Please tell us what you think of this issue!  Feedback

Bulletin, October/November 2009


Special Section

Search 2009

Introduction to Search 2009

by Marjorie M.K. Hlava, Guest Editor, and Jay Ven Eman

Marjorie M.K. Hlava, guest editor of this special section of the Bulletin of the American Society for Information Science and Technology, is president and chairman of Access Innovations, Inc., and a former president of ASIS&T. She can be reached at mhlava<at>accessinn.com. 

Jay Ven Eman, co-author of this introduction, is CEO of Access Innovations, Inc. He can be reached at j_ven_eman<at>accessinn.com.

Search is like the blind men and the elephant. The story goes that four blind men approached an elephant. By touching the hide, trunk, tail and legs each thought of the elephant as an entirely different animal. From the hide we can conclude that search is a contextual process where searchers must aimlessly feel around until they either accidentally find what they want or give up. From the trunk we can conclude that search should be like a fire hose where we flood the searchers with content, overwhelming them. The tail? From this perspective search is seen as the infamous “long tail” wherein searchers are fed minuscule tidbits of esoterica, leaving them curious, but famished. And those feeling the legs would conclude that we should stomp the content into submission, pulverizing until it is unrecognizable. 

The make-up of our blind crew is further complicated because it represents software developers, entrepreneurs, content producers and searchers – different perspectives and different needs. And each has different needs at different points in time. If we focus on just the searchers, their needs change over time. Search behavior is not uniform across a given population of searchers and any individual’s search behavior will change with his needs. Information requirements at the beginning of a project are likely to change through the course of a project. The serendipity created by browsing the stacks – or dynamically generated clusters produced from a search query – will likely be appreciated at the onset of a knowledge intensive project. Once the project parameters are set and the project approved, precision and recall in retrieval are paramount. For a typical project timeline stage would be about 95% of its duration.
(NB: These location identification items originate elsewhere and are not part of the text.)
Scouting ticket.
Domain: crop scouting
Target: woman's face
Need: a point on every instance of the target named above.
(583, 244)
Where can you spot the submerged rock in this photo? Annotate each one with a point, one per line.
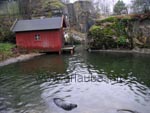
(63, 104)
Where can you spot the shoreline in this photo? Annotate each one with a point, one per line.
(20, 58)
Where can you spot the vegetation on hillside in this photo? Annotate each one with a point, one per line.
(119, 32)
(6, 50)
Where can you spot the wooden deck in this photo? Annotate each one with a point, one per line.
(68, 49)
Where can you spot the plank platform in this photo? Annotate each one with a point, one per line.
(68, 48)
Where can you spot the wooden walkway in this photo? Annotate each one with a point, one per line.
(68, 49)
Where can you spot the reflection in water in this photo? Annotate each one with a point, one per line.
(97, 83)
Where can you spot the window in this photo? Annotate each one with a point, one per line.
(37, 37)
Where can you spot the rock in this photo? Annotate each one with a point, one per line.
(63, 104)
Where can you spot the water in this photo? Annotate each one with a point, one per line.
(96, 82)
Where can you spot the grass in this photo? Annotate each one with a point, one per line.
(6, 50)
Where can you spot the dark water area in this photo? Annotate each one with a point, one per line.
(96, 82)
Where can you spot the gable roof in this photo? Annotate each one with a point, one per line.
(38, 24)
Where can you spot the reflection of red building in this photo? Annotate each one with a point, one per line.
(40, 34)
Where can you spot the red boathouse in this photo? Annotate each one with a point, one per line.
(40, 34)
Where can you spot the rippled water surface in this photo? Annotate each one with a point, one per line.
(96, 82)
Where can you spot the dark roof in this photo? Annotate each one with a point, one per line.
(38, 24)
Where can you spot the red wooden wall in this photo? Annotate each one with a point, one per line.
(49, 40)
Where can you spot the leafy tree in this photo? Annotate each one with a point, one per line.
(141, 6)
(119, 7)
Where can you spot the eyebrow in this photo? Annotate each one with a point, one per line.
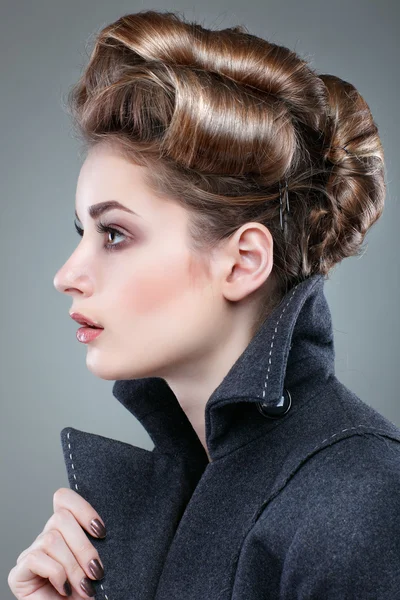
(95, 210)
To compound the problem, Google has made search known. Prior to Google’s ascendance, search was not really known outside the information industry, where it was the purview of information professionals serving professional knowledge workers. Now search is everywhere. Google has also biased the landscape of expectations with little differentiation given to the World Wide Web versus large, complex, internal information environments – the world of filing cabinets, billions of C drives and an equal number of desks stuffed with paper documents, and of electronic content in a near infinite number of formats, spread across thousands of applications.
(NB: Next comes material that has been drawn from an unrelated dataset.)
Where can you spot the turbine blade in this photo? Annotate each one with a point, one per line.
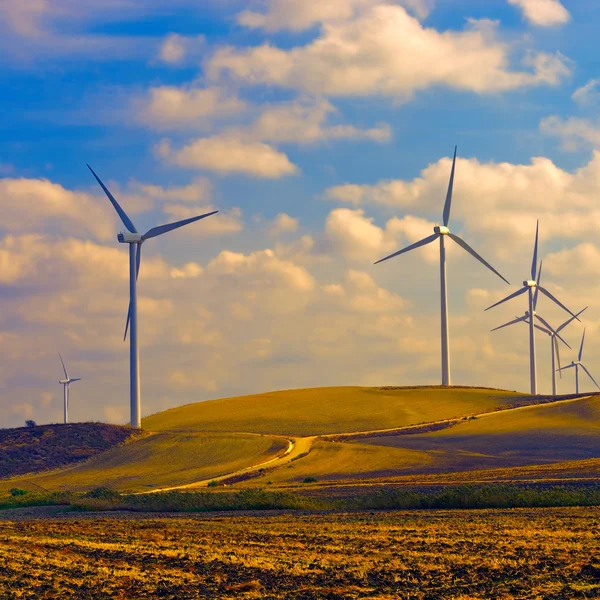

The elephant parable illustrates the complexity that is search and helps explain why search is so frustrating and doesn’t work most of the time. It helps explain why the typical, large organization has, on average, five separate search applications. It also highlights why there are so many different approaches to solving search.

What are the basic approaches to search to ensure that end users will be able to find their data easily, quickly and accurately? The kinds of search algorithms used to build and implement search software systems vary widely. There are Boolean engines, Bayesian engines, inference, vector, ranking, natural language processing (NLP) and its parts (semantic, syntactic, phraseological, morphological, grammatical, common sense), co-occurrence, clustering, sequel rules, neural nets, latent semantic and others, not to mention various combinations thereof.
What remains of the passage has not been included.